The main effect of the projected climate change for the next century in NZ will be for species ranges to move south to follow their preferred climate conditions and shifting crop distributions. However, some species may not, either because of poor dispersal ability or spatially disjoint habitats. A major barrier will be Cook Strait, which may require BCAs to be actively imported into the South Island.

The overall southward trend will be complicated by several factors. First, there is expected to be a change in the frequency of weather patterns resulting in more subtle changes such as the east becoming drier while the west becomes wetter. This will influence the future distributions of some pests and their BCAs. Related to this, the frequency of extreme weather events will increase, which may temporarily disrupt some biological control systems. Pests and their BCAs may respond differently to the north–south influence of temperature, the east–west influence of rainfall, and the unchanging seasonal photoperiod cycle, resulting in unique new combinations for which we cannot currently predict the outcome. In these new situations, the success of biological control systems may depend on adaptation to local conditions, yet many introduced BCAs in NZ may lack the genetic diversity needed for effective adaptation.

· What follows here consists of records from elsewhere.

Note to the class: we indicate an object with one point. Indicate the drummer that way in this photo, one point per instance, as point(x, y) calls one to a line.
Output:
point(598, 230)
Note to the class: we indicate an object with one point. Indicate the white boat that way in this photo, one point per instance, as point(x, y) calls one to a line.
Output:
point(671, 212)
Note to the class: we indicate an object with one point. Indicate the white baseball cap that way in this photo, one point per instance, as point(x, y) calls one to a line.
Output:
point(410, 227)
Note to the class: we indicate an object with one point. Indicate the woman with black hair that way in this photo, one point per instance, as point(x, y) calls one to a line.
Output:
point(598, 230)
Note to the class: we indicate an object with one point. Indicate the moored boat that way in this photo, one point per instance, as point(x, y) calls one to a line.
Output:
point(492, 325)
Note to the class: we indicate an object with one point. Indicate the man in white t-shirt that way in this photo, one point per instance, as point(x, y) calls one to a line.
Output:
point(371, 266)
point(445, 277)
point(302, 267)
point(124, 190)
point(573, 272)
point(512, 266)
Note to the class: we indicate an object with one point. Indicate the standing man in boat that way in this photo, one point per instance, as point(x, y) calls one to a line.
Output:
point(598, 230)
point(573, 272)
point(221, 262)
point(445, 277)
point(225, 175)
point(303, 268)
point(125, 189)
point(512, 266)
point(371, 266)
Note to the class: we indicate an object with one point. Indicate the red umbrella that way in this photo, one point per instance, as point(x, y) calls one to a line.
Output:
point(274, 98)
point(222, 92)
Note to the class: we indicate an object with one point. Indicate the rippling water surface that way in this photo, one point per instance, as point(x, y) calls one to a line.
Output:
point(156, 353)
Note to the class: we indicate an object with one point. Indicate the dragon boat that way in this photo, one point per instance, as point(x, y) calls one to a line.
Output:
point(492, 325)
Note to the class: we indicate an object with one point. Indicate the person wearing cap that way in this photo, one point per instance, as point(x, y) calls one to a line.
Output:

Meanwhile, warming in the north of the North Island will open up opportunities for new crops, with their associated pests and diseases. National, inter-island, and local biosecurity are likely to be increasingly important to NZ for managing the associated risks.

In their study of climate change and invertebrate genetic resources for food and agriculture, Cock et al. (2011) observed that there are many gaps in our knowledge of how the beneficial invertebrates in agricultural ecosystems will be affected by climate change. In spite of its dependence on effective biological control systems, this study highlighted that NZ has a similar gaps. There is a need for decision makers in government and industry to understand the wider issues in maintaining effective biological control systems in the face of change and recognition given to the type of information needed.